We don’t get any crazy big musical scores for the episode that were present during the Steven Moffat era, nor does the Doctor give one big damn speech to talk down her antagonists. We see all the characters mentioned pulling together to defeat the threat opposing them. Which sadly results in the loss of Grace by the end of the episode who dies in a selfless act of protecting her grandson.

I liked seeing the Doctor openly welcoming the help of civilians rather than scaring them off and warning them “don’t get involved” unless the danger is really there to worry over. She’s without her tardis or her sonic screwdriver and even without them she is able to figure out how to save the day. She uses some earth technology to fend of tentacle monsters and creates a new sonic screwdriver from using both human and alien technology.

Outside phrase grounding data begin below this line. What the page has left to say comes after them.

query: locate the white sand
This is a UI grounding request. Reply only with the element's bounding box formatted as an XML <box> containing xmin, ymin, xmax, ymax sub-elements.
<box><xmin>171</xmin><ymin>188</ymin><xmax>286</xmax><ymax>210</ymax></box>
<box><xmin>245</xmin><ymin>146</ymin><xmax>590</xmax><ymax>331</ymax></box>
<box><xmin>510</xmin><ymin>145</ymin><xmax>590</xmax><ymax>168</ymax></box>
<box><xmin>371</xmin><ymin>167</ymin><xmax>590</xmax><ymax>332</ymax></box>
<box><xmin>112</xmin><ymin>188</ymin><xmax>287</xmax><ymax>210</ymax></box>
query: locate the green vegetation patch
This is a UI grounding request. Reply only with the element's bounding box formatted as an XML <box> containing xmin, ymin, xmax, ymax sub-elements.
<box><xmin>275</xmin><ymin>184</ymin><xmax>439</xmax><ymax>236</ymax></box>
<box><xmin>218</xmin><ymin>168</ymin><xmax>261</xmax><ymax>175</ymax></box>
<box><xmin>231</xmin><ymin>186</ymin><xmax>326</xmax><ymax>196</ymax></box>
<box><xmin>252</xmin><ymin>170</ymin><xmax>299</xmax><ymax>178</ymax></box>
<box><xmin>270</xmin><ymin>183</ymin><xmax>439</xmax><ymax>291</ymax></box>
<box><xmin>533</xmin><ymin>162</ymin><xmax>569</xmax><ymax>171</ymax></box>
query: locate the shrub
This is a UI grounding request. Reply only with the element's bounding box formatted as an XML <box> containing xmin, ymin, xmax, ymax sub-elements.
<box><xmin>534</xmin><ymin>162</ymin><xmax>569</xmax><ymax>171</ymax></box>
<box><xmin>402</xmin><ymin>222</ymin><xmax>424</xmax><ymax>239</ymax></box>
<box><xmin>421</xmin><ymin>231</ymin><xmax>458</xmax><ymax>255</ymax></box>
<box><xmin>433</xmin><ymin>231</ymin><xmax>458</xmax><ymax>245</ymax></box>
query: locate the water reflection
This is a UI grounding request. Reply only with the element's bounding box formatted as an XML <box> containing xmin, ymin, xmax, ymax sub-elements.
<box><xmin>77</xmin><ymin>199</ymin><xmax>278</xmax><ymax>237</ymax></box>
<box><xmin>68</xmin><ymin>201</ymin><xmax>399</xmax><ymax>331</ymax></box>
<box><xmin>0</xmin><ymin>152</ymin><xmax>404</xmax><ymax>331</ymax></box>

Finally our Doctor’s new look; I don’t hate it and the look has grown on me over the months, but there are times it is very ridiculous.

Thirty godamn Minutes of Commercials!

There was one big problem about the episode that wasn’t actually in the episode. Despite the episode airing in multiple countries at once, BBC America chose to place thirty minutes worth of commercials in the premier of the episode (something BBC America has done with previous Doctor Who premiers and Christmas episodes shamelessly). Three fourths of the entire run time were dedicated to commercials causing the episode to conclude a full thirty minutes before the BBC America finished the episode. This problem caused significant disruption within the episode and even gave spoilers concerning the end of the episode before the episode even concluded concerning the death of Grace. This same problem has been present in christmas episodes previously aired on BBC America and I think after the negative backlash of fans from this airing, BBC America may rethink how they treat season premiere episodes of their shows.

I give The Woman Who Fell to Earth three NEW sonic screwdrivers out of five.